We have tested these predictions in the head-restrained monkey trained to fixate targets of various sizes (radius: 0.1°, 1°, 2°) before and after muscimol injection (0.5µl, 5µg/µl) in various sectors within the rSC. Preliminary results collected in one monkey (5 injection sites) confirm an ipsilesional offset in the scatter of eye position during fixation after inactivating the rSC. The offset had a size that increased with target size and, as expected from the topography of the SC map, was downward when the injection was made in its medial border and upward when it was made more laterally. Despite these alterations in starting eye position, the accuracy of subsequent saccades made to more peripheral targets was largely unaffected.

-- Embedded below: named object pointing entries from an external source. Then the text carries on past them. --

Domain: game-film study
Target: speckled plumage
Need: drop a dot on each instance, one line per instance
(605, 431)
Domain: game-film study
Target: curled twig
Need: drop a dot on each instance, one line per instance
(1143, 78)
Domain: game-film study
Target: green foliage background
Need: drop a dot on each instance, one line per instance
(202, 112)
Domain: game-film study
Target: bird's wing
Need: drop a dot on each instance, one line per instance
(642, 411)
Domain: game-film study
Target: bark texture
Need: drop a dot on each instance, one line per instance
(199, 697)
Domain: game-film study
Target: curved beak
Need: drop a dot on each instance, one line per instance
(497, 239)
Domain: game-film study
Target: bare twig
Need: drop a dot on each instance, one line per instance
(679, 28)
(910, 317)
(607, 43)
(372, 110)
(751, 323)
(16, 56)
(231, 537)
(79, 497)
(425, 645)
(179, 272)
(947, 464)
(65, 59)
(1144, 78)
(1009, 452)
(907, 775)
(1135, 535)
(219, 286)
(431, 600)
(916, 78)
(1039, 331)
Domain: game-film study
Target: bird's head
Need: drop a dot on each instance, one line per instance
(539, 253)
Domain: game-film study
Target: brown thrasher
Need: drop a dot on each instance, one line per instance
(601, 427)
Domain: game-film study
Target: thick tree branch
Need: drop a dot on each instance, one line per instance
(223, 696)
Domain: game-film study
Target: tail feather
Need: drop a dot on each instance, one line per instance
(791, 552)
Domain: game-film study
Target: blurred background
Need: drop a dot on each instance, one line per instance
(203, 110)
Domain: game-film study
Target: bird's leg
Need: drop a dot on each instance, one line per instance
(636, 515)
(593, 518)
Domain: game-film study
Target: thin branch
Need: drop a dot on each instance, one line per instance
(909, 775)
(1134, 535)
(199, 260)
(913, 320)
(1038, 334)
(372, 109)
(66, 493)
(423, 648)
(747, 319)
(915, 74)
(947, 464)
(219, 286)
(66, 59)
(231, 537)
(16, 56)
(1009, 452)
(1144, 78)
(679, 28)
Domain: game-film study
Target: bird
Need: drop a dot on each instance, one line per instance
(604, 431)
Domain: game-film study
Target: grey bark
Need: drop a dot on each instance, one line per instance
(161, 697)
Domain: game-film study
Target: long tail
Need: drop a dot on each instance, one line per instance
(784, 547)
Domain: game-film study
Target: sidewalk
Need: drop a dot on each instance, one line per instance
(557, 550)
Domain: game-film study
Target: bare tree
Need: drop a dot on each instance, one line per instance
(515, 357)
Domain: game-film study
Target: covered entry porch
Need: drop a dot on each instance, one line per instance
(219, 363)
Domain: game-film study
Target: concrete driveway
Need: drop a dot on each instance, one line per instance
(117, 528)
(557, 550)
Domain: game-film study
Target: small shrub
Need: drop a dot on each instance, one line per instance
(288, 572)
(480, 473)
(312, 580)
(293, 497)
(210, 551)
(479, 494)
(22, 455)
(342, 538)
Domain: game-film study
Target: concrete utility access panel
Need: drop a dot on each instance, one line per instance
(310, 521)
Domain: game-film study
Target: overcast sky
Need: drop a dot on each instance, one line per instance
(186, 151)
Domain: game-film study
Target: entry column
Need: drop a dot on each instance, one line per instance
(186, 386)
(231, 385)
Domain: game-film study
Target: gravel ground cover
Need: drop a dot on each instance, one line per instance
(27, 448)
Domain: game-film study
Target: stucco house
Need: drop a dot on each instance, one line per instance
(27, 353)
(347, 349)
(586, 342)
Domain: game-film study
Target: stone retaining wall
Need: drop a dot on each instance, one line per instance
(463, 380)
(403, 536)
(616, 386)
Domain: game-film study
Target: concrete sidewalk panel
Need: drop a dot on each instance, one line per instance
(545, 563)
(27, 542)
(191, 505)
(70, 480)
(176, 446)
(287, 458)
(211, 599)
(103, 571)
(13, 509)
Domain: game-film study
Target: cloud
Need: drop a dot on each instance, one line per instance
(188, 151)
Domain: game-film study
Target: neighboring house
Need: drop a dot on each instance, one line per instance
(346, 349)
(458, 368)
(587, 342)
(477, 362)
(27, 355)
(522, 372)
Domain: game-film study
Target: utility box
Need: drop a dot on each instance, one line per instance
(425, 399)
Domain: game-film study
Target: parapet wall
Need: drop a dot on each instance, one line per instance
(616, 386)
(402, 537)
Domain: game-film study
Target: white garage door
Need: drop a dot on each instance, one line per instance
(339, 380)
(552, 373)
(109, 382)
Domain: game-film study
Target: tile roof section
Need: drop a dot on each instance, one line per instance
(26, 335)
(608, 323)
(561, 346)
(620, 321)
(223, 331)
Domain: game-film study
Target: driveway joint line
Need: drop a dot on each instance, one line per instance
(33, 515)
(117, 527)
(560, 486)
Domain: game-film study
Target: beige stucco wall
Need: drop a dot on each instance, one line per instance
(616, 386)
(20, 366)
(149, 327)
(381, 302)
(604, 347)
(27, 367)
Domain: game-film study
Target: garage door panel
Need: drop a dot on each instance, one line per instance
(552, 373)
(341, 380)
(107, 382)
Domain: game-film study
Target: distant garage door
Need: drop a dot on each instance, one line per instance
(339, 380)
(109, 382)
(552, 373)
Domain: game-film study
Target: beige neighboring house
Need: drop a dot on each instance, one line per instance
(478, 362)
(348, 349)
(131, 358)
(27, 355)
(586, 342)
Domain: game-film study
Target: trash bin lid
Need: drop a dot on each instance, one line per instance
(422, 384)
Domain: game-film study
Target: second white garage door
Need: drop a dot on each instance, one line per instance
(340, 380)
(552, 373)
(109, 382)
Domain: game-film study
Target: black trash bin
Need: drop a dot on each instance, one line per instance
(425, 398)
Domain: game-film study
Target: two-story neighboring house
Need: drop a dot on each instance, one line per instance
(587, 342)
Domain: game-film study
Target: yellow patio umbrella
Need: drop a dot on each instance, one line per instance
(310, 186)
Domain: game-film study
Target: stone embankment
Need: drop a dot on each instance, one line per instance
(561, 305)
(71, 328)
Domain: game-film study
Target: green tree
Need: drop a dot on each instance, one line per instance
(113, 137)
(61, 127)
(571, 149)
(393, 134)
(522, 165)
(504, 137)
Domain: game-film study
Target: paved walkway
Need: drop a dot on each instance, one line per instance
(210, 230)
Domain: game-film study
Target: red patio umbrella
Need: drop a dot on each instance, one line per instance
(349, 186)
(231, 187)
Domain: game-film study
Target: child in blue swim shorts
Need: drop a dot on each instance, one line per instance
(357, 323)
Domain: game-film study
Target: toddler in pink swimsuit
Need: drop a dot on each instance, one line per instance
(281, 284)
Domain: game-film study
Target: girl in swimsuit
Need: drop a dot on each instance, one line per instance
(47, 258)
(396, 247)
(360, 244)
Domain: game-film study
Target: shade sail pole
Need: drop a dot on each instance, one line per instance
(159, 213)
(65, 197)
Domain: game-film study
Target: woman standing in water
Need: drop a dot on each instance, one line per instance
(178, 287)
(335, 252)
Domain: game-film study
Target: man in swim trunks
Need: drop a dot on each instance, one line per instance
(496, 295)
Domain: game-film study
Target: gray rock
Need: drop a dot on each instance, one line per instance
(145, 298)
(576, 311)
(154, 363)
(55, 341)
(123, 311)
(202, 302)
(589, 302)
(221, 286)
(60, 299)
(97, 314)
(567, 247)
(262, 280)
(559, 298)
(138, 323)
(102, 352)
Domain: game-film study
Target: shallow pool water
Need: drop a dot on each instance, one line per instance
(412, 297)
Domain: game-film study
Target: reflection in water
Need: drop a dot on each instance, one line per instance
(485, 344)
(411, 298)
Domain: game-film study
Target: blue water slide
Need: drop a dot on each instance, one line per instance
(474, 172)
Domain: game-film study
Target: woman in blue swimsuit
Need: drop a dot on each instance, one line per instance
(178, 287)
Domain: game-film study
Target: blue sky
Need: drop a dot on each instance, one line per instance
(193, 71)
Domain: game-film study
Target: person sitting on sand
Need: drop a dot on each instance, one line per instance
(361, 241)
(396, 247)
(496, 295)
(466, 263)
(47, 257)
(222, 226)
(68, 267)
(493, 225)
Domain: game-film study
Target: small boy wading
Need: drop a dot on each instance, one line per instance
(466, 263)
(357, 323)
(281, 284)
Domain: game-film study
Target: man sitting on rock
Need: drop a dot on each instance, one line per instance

These results indicate that the direction of the line of sight during fixation is defined by the population activity of rSC neurons, each of which represents a particular position error, similar to the way that saccade endpoints are defined by the population activity of neurons in more caudal regions of the SC. Thus, there is no need for a reference direction in order to compute target and gaze directions; “zero error” is implemented by the symmetry of projections from the fovea and parafoveal region toward saccade related territories. Irregularities in these projections could be compensated at the level of premotor neurons by gain adjustments from the oculomotor cerebellum.

Reference:

Goffart, L., Hafed, Z.M., Dill, N. and Krauzlis, R.J. Changes in eye position during fixation caused by inactivation of the rostral superior colliculus. Society for Neuroscience Abstract, 2006.